This year the sun shone again for Chelsea. There for just after 8am the hoards had already descended (although this year it felt like far more people were there - not far off of the 150,000 people expected for the week). As a designer Chelsea has become a place of pilgrimage, but was it worth it?
The answer is most certainly yes, but I was for the first year left slightly wanting.
I have analysed this - and on reflection it did not result from not being able to use Diarmuid Gavin's slide! It was I think that many of the show gardens were not really gardens as I would define them. That is not necessarily a negative - simply not what I hoped for.
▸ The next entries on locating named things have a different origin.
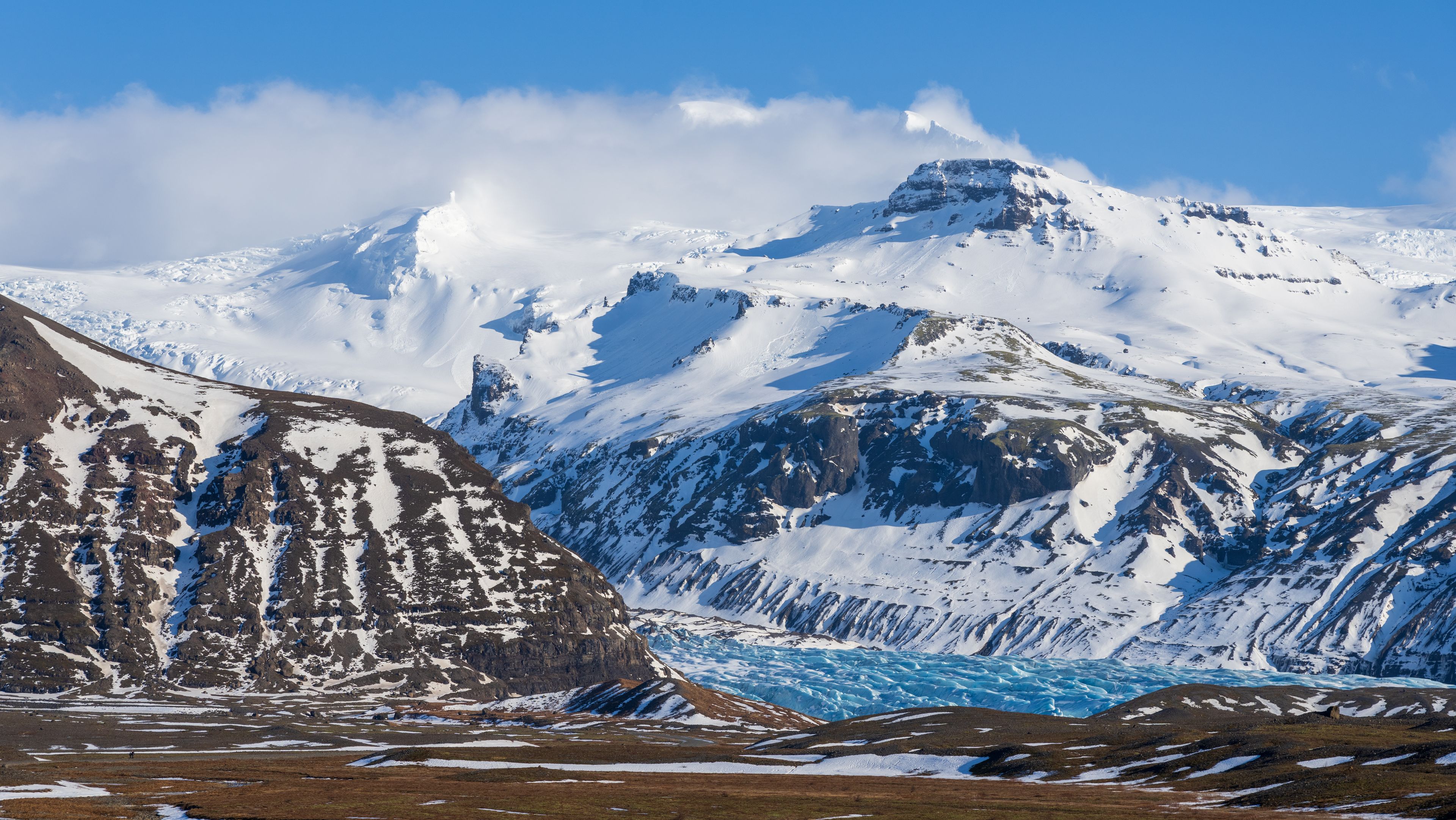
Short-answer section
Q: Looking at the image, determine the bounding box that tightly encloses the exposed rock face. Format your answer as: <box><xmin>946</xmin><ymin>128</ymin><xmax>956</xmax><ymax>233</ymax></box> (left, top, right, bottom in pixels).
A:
<box><xmin>470</xmin><ymin>355</ymin><xmax>520</xmax><ymax>424</ymax></box>
<box><xmin>444</xmin><ymin>268</ymin><xmax>1456</xmax><ymax>682</ymax></box>
<box><xmin>0</xmin><ymin>298</ymin><xmax>661</xmax><ymax>693</ymax></box>
<box><xmin>885</xmin><ymin>159</ymin><xmax>1069</xmax><ymax>230</ymax></box>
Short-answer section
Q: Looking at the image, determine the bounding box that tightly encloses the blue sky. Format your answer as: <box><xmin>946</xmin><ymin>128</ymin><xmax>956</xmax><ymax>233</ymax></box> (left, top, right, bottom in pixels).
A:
<box><xmin>0</xmin><ymin>0</ymin><xmax>1456</xmax><ymax>265</ymax></box>
<box><xmin>0</xmin><ymin>2</ymin><xmax>1456</xmax><ymax>204</ymax></box>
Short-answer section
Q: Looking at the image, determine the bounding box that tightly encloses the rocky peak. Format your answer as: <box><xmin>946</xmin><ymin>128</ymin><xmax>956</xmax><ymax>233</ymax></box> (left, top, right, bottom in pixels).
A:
<box><xmin>0</xmin><ymin>298</ymin><xmax>667</xmax><ymax>696</ymax></box>
<box><xmin>885</xmin><ymin>159</ymin><xmax>1069</xmax><ymax>230</ymax></box>
<box><xmin>888</xmin><ymin>159</ymin><xmax>1064</xmax><ymax>214</ymax></box>
<box><xmin>470</xmin><ymin>355</ymin><xmax>520</xmax><ymax>424</ymax></box>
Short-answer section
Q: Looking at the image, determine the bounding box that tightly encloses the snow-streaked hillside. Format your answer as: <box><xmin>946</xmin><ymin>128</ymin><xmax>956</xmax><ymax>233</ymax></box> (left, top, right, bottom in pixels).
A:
<box><xmin>0</xmin><ymin>204</ymin><xmax>730</xmax><ymax>418</ymax></box>
<box><xmin>444</xmin><ymin>162</ymin><xmax>1456</xmax><ymax>677</ymax></box>
<box><xmin>0</xmin><ymin>154</ymin><xmax>1456</xmax><ymax>679</ymax></box>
My expectations were not met because this year more than ever before most are instead more self-consciously works of art - designed installations using natural materials to inspire or evoke memories (an aim which, conversely, is what a good garden should achieve!)
As an example I could use Adam Frost's garden: very well executed, with fine naturalistic planting, evoking Cornish memories - but very difficult to recreate without many hours of maintenance. Contrast this with his QVC garden in 2009 - which was much more a garden that I could envisage designing for a client.
Or from 2009:
So this year the overwhelming theme was of blousy naturalistic planting in landscape installations (inspired I am sure by Gold Medal successes from previous years).
I think this is why Cleve West pipped the other contenders to Best in Show. His garden mixed formality against a blousy planting of perennials and annuals - not a low maintenance space but a wealth of plants for the horticulturally skilled RHS audience in what was intended as a gardened space.